Appearance and Flavour
Valdemone PDO extra virgin olive oil is limpid and slightly cloudy. It ranges from green with yellow tones to yellowy olive green in colour. The aroma is fruity, with a fragrance of fresh olives and hints of wild herbs, flowers and plants that are characteristic of the olive groves in the production area.
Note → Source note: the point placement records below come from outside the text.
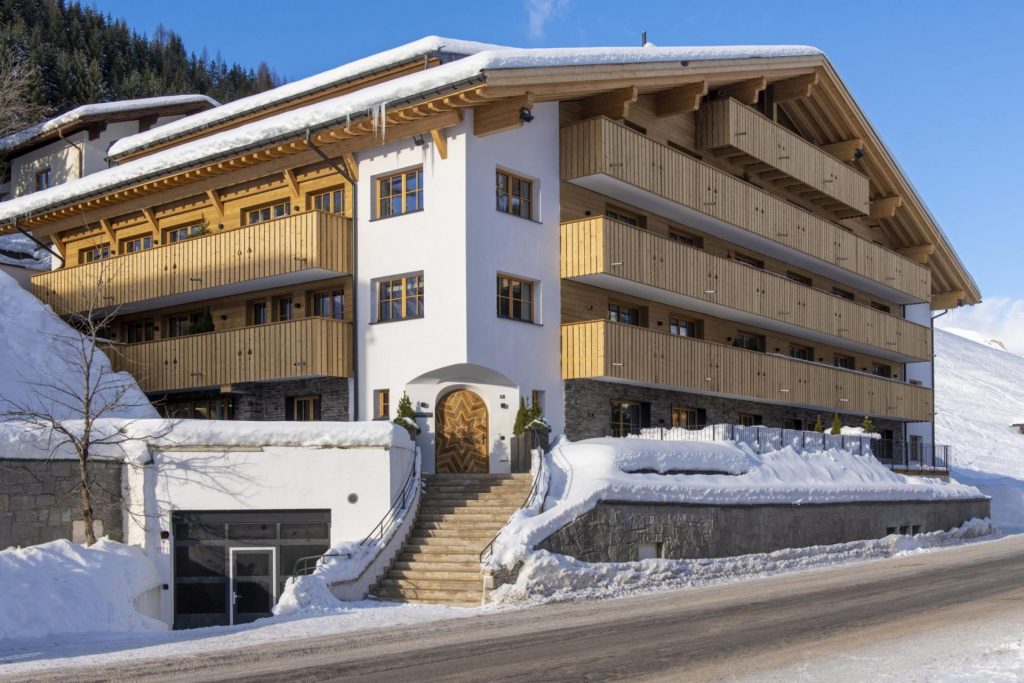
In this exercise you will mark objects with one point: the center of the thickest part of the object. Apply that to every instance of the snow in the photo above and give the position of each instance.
(584, 473)
(34, 348)
(99, 110)
(372, 100)
(61, 588)
(979, 393)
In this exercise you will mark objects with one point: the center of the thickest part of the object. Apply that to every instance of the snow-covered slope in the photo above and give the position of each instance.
(979, 392)
(34, 351)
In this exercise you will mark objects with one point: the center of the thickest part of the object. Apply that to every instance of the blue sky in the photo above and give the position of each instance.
(941, 81)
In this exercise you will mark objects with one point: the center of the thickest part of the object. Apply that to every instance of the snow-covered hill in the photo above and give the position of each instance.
(979, 392)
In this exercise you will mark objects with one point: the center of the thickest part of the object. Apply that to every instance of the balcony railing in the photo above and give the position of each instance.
(313, 242)
(728, 124)
(603, 147)
(306, 347)
(605, 247)
(624, 352)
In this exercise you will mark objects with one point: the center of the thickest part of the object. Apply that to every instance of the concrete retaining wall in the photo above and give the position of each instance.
(615, 531)
(40, 501)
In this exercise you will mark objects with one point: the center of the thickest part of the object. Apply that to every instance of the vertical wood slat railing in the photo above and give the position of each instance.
(603, 246)
(300, 242)
(602, 146)
(727, 123)
(603, 349)
(305, 347)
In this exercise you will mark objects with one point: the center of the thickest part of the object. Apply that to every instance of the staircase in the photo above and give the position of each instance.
(459, 515)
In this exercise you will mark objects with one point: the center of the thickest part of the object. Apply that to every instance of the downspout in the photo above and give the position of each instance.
(354, 398)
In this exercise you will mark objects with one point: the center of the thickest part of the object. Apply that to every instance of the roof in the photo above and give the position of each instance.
(86, 114)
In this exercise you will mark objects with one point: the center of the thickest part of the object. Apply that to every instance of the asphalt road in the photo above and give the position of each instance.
(736, 631)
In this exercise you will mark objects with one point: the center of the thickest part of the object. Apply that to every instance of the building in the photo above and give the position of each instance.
(632, 238)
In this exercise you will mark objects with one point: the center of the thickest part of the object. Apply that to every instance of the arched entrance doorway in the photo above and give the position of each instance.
(461, 434)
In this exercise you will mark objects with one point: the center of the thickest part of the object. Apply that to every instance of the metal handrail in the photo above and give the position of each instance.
(310, 562)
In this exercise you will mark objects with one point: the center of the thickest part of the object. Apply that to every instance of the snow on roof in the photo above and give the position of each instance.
(367, 101)
(349, 72)
(99, 110)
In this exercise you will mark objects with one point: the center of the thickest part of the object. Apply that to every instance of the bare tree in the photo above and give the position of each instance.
(69, 406)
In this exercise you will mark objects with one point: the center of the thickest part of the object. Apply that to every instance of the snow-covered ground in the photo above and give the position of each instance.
(979, 392)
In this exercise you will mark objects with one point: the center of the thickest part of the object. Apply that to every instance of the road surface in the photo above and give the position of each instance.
(736, 631)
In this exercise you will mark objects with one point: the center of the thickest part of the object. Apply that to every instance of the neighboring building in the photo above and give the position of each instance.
(631, 237)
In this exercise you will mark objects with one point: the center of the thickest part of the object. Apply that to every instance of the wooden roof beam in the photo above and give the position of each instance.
(680, 100)
(614, 104)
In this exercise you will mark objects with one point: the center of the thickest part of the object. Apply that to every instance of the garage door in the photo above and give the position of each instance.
(229, 567)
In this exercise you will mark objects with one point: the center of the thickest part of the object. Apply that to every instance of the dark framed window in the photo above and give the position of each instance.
(515, 298)
(515, 195)
(399, 194)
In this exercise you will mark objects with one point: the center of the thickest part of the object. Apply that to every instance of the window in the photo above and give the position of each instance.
(797, 278)
(680, 328)
(399, 298)
(267, 213)
(515, 299)
(330, 202)
(94, 254)
(382, 404)
(283, 309)
(689, 418)
(801, 352)
(844, 361)
(136, 245)
(843, 293)
(626, 314)
(515, 195)
(684, 239)
(398, 194)
(628, 416)
(330, 303)
(141, 331)
(749, 260)
(42, 179)
(750, 341)
(302, 409)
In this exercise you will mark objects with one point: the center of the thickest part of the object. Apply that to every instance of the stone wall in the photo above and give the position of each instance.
(588, 409)
(40, 501)
(266, 400)
(615, 531)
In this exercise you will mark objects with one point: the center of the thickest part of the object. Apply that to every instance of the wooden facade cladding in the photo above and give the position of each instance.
(726, 123)
(310, 241)
(610, 350)
(601, 146)
(306, 347)
(601, 246)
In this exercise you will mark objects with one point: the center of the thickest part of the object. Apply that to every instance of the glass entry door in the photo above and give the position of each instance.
(253, 583)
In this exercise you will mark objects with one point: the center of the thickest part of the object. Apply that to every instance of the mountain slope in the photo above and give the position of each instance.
(979, 392)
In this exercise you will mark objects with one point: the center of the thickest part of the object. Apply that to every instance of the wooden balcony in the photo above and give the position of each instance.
(772, 152)
(621, 352)
(617, 162)
(604, 253)
(302, 247)
(306, 347)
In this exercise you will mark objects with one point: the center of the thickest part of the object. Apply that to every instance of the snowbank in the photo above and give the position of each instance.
(546, 577)
(59, 588)
(585, 473)
(35, 346)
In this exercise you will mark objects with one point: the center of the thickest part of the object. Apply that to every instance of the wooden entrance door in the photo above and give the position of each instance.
(462, 433)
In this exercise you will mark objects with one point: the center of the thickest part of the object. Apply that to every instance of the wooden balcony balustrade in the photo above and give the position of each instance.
(775, 152)
(715, 201)
(313, 243)
(600, 349)
(594, 249)
(305, 347)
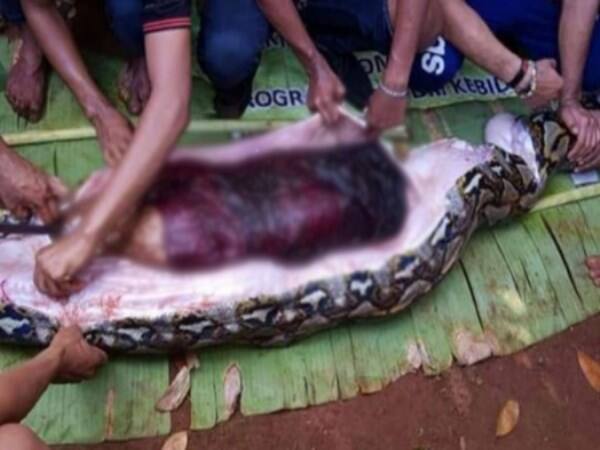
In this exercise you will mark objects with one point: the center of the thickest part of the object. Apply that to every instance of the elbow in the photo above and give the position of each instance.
(182, 115)
(175, 111)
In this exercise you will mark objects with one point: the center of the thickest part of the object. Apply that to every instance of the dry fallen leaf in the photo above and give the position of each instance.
(591, 370)
(176, 392)
(508, 418)
(233, 389)
(178, 441)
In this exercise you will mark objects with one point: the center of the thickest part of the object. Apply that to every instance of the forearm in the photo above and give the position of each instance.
(408, 25)
(21, 387)
(283, 15)
(58, 45)
(469, 33)
(164, 119)
(576, 26)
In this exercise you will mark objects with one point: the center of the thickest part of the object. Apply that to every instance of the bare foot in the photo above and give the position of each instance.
(593, 264)
(134, 85)
(114, 133)
(27, 82)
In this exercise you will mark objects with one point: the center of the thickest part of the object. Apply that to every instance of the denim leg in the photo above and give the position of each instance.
(435, 67)
(11, 11)
(125, 17)
(232, 36)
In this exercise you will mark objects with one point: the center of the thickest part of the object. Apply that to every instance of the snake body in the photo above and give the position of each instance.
(503, 185)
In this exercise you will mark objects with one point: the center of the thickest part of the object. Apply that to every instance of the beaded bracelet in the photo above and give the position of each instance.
(393, 93)
(530, 90)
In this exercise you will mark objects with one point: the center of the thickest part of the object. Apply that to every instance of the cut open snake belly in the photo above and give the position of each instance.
(451, 189)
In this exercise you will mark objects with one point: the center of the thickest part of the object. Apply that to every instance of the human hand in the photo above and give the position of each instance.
(585, 154)
(549, 84)
(326, 91)
(58, 264)
(77, 360)
(385, 112)
(25, 189)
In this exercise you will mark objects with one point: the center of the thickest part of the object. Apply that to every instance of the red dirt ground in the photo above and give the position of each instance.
(458, 410)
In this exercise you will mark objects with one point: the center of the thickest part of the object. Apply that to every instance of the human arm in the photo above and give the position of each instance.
(56, 40)
(576, 26)
(386, 110)
(161, 124)
(325, 91)
(470, 34)
(68, 358)
(24, 189)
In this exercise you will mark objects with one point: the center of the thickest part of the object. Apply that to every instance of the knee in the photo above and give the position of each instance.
(19, 437)
(12, 12)
(124, 12)
(228, 58)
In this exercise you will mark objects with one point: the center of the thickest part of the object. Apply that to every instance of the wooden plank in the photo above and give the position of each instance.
(203, 394)
(431, 337)
(341, 345)
(319, 375)
(465, 121)
(502, 310)
(568, 299)
(70, 414)
(75, 160)
(568, 228)
(543, 311)
(40, 155)
(133, 387)
(263, 390)
(458, 316)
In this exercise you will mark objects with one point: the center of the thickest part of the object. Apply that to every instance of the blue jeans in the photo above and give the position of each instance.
(533, 27)
(11, 11)
(232, 36)
(347, 26)
(235, 31)
(125, 18)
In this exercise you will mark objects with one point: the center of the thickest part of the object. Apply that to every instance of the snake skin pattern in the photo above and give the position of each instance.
(502, 186)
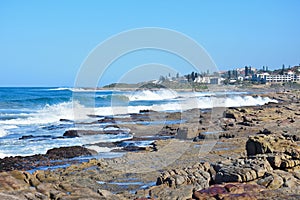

It has a fruity fresh olive flavour, with a delicate hint of bitterness and an almond, fresh fruit, tomato and thistle aftertaste.
Production Area
The production and processing area of Valdemone PDO extra virgin olive oil is within the entire territory of the Province of Messina, in the Sicily region, excluding the following municipal areas: Floresta, Moio Alcantara and Malvagna.
History
Olive cultivation in the production area of Valdemone PDO extra virgin olive oil was introduced by the Phoenicians and developed under Greek rule in the VI century B.C. The trading of olive oil flourished throughout the Mediterranean during the entire Greek and Roman eras. The importance of olive cultivation is demonstrated over the following centuries by numerous mills dating back to the XVI century, and there are records from the XIX century pertaining to the areas of land destined for olive groves and the production of olive oil.
Gastronomy
Extra virgin olive oil is highly perishable and must be stored correctly in order to maintain its organoleptic characteristics. It should therefore be kept in a cool, dark place at a temperature between 14 and 18°C, away from heat sources and other foods that release odours. It should be consumed within four to six months of pressing to fully appreciate its qualities. Valdemone PDO extra virgin olive oil is particularly suitable as a condiment and in the preparation of typical Sicilian dishes.
Marketing
The product is marketed as Valdemone PDO extra virgin olive oil. It is sold in recipients or bottles of no more than 5 litres. The label must indicate the year of production.
Distinctive Features
Valdemone PDO extra virgin olive oil is characterised by a maximum acidity of 0,7 g per 100 g of oil and a panel test result higher than or equal to 7.